Once the risks are identified, the organization needs to make a treatment decision on what it will do with the risk. Risks below the organization’s threshold are typically accepted, those above the threshold may be accepted, but typically the organization will look to avoid, transfer or mitigate the risk.The organization should document its treatment decisions and have a plan for any mitigation.
Finally, the organization needs to monitor its environment on an ongoing basis to make sure that the actions it has taken are sufficient to continue to keep its cyber-risk at an acceptable level. Implementing cyber-risk management is a bit less complicated at the portfolio level. The goal is to understand the rigor of the cybersecurity programs in place at the portfolio companies and assess if the programs are reasonable and appropriate given the size and nature of the organization as well as the level of investment by the PE firm. There is inevitably a desire by the PE firm to make the process not too burdensome on the portfolio companies, so much effort is placed on maximizing the information collected while minimizing the amount of time and inconvenience required of the portfolio companies’ teams. In the end, the PE firms end up with an understanding of relative cyber-risk across their portfolio companies and where they might best spend their resources to minimize their risk and maximize their return on investment.
What are some common mistakes you see PE firms making with their cyber-risk management?
One mistake is relying too much on their representation on the boards of their portfolio companies to understand and manage their risk. Often, folks just don’t have the experience and expertise necessary to do that effectively.
Another thing we hear is that each portfolio company is doing different kinds of assessments and looking at risk and their security programs in different ways. The PE firm can’t make sense of any of it on a portfolio level because they’re comparing apples and oranges, making it difficult to understand the relative risk between investments and the risk likelihood. It’s easy for them to understand the potential impact because they know the size of their investments. But it’s harder to know how likely any one of their portfolio companies is to suffer an incident that’s going to have a financial impact on them. That lack of information for decision-making purposes is a common problem.
How can PE managers calculate what’s at stake from cybersecurity risks, and the return on investment for cyber-risk management measures?
Ultimately you could lose it all. We’ve seen organizations go out of business from cyber-events. That is, of course, a worst-case scenario, but it’s happened. What seems to work best is helping them think through the potential business impact of a breach. For example, we might ask PE managers: If the systems are down, how much would they lose each day? What’s the impact?
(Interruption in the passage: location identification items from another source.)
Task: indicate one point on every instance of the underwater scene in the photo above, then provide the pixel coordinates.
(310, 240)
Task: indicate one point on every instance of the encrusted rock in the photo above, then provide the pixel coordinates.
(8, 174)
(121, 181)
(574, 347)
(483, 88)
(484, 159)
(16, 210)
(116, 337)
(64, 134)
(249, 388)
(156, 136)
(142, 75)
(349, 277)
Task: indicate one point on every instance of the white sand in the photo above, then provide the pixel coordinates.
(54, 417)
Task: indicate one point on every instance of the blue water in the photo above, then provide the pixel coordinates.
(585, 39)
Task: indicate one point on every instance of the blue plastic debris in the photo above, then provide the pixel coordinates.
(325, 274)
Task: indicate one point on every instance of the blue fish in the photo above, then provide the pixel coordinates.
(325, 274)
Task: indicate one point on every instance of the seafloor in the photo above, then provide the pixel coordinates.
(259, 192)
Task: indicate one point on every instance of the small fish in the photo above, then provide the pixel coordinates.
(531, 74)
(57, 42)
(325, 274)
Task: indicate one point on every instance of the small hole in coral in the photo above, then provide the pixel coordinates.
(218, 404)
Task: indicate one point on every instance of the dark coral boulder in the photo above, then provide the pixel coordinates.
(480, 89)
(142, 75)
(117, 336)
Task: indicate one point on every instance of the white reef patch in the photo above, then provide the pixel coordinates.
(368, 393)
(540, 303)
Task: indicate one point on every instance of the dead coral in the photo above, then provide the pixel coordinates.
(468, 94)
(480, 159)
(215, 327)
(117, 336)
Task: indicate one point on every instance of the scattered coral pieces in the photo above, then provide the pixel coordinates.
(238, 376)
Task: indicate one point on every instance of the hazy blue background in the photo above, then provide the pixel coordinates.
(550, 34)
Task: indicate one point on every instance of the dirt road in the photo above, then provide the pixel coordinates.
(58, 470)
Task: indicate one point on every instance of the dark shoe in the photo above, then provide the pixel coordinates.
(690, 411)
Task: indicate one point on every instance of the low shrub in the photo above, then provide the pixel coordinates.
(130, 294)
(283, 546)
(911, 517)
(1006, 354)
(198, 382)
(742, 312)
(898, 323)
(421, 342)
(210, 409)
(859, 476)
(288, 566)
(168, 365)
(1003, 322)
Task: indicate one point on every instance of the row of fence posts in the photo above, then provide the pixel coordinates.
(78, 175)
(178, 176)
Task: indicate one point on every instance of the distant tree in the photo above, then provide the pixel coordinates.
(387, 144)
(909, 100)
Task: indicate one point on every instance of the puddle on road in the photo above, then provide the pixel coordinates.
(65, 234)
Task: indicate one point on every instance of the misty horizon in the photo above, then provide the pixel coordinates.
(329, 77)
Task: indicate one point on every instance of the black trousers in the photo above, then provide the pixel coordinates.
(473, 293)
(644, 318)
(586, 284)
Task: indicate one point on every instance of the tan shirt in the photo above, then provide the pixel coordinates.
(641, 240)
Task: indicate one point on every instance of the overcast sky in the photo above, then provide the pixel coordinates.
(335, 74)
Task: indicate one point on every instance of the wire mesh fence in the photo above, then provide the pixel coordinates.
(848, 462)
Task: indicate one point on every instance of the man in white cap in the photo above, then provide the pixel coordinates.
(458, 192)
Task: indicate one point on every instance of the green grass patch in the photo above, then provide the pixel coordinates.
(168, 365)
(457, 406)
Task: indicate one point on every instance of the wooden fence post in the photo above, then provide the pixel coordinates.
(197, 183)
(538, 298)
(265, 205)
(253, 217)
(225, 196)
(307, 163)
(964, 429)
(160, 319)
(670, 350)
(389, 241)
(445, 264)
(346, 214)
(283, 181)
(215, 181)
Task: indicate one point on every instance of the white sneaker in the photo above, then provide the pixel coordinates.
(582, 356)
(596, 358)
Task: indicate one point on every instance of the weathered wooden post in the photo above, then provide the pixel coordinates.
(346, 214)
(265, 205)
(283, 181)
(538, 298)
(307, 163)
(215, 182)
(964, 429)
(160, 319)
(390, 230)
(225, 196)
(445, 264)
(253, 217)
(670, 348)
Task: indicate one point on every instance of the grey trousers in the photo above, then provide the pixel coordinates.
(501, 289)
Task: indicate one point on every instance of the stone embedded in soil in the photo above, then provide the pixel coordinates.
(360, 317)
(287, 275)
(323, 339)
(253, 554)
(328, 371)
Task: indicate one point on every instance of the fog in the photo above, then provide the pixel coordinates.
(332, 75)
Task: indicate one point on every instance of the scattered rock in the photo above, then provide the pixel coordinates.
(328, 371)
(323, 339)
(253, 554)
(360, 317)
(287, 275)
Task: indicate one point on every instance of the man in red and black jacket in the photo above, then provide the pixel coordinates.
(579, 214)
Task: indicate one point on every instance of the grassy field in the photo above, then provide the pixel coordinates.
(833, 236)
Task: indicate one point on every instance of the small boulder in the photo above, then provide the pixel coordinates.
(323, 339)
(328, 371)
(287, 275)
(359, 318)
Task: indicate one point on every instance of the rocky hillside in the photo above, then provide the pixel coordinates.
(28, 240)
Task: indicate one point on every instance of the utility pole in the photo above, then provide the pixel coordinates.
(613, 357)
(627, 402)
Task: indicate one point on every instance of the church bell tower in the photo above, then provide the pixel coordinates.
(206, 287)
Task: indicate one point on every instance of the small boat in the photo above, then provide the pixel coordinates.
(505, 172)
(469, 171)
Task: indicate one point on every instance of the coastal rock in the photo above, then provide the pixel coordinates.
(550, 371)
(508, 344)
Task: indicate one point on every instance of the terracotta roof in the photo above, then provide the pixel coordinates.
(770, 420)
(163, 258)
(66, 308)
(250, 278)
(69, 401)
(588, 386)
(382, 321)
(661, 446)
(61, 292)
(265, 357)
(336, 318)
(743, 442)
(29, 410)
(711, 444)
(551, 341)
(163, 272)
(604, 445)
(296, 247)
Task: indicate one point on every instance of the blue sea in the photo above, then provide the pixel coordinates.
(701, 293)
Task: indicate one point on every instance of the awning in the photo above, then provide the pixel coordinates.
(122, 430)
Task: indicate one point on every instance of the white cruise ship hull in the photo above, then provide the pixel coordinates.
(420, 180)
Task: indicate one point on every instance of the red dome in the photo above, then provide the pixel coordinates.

We help them think through some of these scenarios. If it’s a healthcare organization, we talk to them about how many records they have within their systems and how it will likely cost $400 or $500 per record if they have a breach. What does that look like from an organizational perspective, and what would be the impact on the portfolio company? We also ask them to consider the different types of threats and how susceptible their organization is to each and compare the potential impact to the cost of mitigation. For example, on average a successful phishing email attack has an average impact—for a US manufacturer, of $4.35 million—while the cost of a phishing email education program and assessment will typically be less than 1 percent of that amount.